Whatcom County stormwater program specialist Ingrid Enschede, who works on BBWARM-managed projects, said the district’s advisory committee decided against funding permanent public restrooms in Birch Bay because the district was created specifically to manage stormwater and watershed issues in Birch Bay. In the eyes of the advisory committee, paying to build and maintain permanent restrooms does not fit this description.
Despite the decision, Enschede said the advisory committee members realize the need for public restrooms in Birch Bay.

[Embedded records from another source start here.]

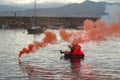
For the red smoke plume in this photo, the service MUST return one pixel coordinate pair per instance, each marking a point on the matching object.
(49, 38)
(93, 31)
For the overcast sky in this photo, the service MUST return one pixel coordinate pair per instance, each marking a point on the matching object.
(49, 1)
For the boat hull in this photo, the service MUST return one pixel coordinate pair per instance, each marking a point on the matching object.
(70, 56)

However, the committee thinks the district’s funds are best spent managing specific stormwater issues in the Birch Bay watershed, such as drainage issues in the Birch Point area.

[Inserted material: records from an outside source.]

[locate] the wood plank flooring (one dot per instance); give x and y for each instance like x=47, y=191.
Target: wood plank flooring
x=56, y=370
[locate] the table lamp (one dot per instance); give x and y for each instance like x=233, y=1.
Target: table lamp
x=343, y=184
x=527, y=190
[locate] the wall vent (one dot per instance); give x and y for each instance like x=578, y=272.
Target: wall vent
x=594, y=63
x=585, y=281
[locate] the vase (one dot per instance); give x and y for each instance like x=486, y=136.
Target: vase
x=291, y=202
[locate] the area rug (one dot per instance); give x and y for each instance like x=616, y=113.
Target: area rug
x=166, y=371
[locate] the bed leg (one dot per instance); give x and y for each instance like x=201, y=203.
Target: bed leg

“It’s not that we’re not acknowledging there’s a problem or a need,” Enschede said. “It’s just that it falls out of a stormwater focus.”

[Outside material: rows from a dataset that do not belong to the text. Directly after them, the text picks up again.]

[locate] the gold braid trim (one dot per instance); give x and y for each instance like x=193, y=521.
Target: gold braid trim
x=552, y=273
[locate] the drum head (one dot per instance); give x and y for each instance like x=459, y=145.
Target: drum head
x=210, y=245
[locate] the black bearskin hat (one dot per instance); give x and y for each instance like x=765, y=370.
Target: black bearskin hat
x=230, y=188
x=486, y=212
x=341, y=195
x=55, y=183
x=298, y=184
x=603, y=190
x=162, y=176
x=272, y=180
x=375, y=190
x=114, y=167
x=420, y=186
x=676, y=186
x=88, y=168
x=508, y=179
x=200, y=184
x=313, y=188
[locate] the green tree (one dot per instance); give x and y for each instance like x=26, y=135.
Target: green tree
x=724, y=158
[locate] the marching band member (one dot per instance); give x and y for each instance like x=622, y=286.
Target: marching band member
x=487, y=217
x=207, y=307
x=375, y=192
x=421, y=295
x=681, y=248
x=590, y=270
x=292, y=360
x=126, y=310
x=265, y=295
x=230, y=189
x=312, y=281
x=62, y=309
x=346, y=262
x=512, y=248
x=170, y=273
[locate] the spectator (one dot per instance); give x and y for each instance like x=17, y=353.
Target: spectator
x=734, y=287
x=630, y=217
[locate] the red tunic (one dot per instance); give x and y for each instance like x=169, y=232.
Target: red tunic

The lack of permanent public restrooms in Birch Bay has been an issue for years, but most recently Birch Bay Chamber of Commerce president John Gargett asked Enschede to look into the possibility of the BBWARM district funding new restrooms during a chamber meeting this summer. He said BBWARM’s final decision does not come as a huge surprise to him and other chamber members, but still proves disappointing.
Birch Bay pays significant amount of money to the county for basic services, such as roads, and Gargett said he doesn’t understand how the community can still lack public restrooms. With Birch Bay being one of the most popular tourist destinations in the county, Gargett said he’s heard complaints from visitors on numerous occasions about the lack of such basic facilities.
“We pay a lot of taxes but don’t have something as simple as that,” he said.
Gargett said outgoing Whatcom County Executive Pete Kremen has consistently supported public restrooms for the area. Kremen signed an executive order at the last minute to provide Birch Bay county-funded portable restrooms during the summer.
In Gargett’s eyes, public restrooms remain a complicated issue in Birch Bay for two main reasons: the proximity of the community to the bay makes restrooms a unique challenge from a water quality standpoint, and the lack of available publicly owned land makes finding space for the restrooms difficult. Related to this second point, Gargett said many private homeowners don’t want public restrooms across the street from their houses.
“It’s a lack of land that’s the issue,” Gargett said.
Gargett said Kremen has told him county parks director Mike McFarlane is considering purchasing private land in Birch Bay with the intent to build public restrooms, with specifically an eye on the golf course next to CJ’s Beach House. The golf course and the restaurant were previously owned by Lynden-based land development company Homestead Northwest but have since been placed into receivership.
County executive-elect Jack Louws, a Birch Bay resident, has also pledged support for public restrooms, as has Kremen in his capacity as the newest county council member. Gargett said it’s important to keep the issue in front of the county.
“It’s one of those things we have to keep forward or they’ll forget about it,” Gargett said.